Like other steps McCaul has pursued during his time in the House or helped previous administrations implement, McCaul says he talked to the Trump administration about this idea. "We could build a detention facility just north of Guatemala, on the Mexican side," he says of his theoretical "choke point" some 700+ miles away from the borderlands we're driving through. There, rather than inside the U.S. along the border, individuals seeking permission to enter the U.S. would have to be processed. "They would be detained there, and we would have a system that can move things expeditiously through virtual court proceedings," McCaul adds. 

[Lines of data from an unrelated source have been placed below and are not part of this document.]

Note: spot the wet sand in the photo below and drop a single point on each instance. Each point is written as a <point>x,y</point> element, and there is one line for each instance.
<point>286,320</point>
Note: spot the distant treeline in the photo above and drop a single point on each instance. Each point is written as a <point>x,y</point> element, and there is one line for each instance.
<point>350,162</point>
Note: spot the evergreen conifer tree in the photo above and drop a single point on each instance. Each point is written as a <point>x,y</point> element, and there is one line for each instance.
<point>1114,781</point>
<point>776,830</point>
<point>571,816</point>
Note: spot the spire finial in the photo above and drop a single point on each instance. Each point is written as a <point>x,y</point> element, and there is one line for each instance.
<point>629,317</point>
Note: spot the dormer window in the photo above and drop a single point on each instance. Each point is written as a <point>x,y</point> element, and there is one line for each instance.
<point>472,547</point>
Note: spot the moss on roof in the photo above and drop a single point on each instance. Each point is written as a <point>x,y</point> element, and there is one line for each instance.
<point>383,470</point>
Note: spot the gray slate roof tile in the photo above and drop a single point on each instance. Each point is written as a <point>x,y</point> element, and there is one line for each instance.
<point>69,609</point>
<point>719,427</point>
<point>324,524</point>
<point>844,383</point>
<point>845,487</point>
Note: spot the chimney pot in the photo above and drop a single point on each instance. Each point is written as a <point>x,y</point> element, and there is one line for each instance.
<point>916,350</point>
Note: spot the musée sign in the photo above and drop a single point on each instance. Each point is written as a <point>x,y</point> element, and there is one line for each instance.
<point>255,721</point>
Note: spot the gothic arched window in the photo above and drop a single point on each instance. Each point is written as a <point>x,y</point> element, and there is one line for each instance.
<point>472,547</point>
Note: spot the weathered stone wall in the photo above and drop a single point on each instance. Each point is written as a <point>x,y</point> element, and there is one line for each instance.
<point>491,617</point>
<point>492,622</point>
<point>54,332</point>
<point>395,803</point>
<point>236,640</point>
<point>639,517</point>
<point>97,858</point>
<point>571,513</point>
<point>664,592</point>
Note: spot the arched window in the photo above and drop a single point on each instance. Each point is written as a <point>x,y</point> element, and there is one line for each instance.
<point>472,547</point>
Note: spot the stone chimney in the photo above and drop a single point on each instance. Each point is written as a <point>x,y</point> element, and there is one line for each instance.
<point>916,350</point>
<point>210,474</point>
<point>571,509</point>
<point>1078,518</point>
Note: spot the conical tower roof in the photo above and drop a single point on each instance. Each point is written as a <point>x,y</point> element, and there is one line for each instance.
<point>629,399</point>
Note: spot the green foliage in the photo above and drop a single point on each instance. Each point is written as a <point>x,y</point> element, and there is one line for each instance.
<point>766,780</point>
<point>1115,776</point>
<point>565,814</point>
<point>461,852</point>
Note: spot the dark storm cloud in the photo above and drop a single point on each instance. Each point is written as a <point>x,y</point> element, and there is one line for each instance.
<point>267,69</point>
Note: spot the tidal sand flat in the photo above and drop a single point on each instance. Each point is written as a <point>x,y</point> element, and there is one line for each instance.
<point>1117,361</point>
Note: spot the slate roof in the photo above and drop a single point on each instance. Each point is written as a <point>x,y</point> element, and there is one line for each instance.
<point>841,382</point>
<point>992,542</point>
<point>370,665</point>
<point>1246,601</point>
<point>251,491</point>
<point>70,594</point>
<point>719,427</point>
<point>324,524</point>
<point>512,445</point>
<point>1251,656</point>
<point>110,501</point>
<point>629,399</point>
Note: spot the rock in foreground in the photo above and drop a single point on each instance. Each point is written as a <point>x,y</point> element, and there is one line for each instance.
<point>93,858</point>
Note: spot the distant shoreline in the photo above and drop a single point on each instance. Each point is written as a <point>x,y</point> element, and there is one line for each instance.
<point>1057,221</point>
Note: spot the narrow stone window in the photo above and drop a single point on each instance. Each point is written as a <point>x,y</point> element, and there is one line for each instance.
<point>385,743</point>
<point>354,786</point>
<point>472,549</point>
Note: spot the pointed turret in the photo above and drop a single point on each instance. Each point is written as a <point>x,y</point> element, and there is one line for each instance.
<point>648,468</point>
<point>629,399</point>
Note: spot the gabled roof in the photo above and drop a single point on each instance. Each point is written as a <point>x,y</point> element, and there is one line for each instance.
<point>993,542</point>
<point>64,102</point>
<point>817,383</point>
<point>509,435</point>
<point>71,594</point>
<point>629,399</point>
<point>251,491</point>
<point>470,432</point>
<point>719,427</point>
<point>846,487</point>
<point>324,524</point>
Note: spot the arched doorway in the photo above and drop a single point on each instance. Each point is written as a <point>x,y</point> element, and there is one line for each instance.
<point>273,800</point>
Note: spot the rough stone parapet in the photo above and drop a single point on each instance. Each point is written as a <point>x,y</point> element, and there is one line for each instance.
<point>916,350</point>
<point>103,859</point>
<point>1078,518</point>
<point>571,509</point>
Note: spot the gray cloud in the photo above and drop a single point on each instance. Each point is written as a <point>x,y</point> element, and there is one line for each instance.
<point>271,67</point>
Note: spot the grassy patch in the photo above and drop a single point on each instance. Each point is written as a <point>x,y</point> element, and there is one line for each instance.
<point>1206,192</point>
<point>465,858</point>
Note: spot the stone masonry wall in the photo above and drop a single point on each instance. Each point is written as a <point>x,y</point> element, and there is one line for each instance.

As McCaul explains it, the Biden administration's border policies benefit cartels in Mexico and make it virtually impossible for American border officials to do their job. With each executive action or piece of policy guidance issued by Biden, the draw for illegal immigrants has increased. The following surges of illegal immigrants — setting records again in December 2023 — then see no help from the Biden administration. Whether it be processing and detention facilities or manpower, Biden doesn't do anything to help. Instead, he expands the use of government tools such as the CBP One app to further abuse the system to make it more attractive and easier for would-be illegal immigrants to venture to the U.S. As a direct result, cartels are raking in money, and continue to be able to "outman and outpower" American border agents who are hogtied and overwhelmed without help from the federal government.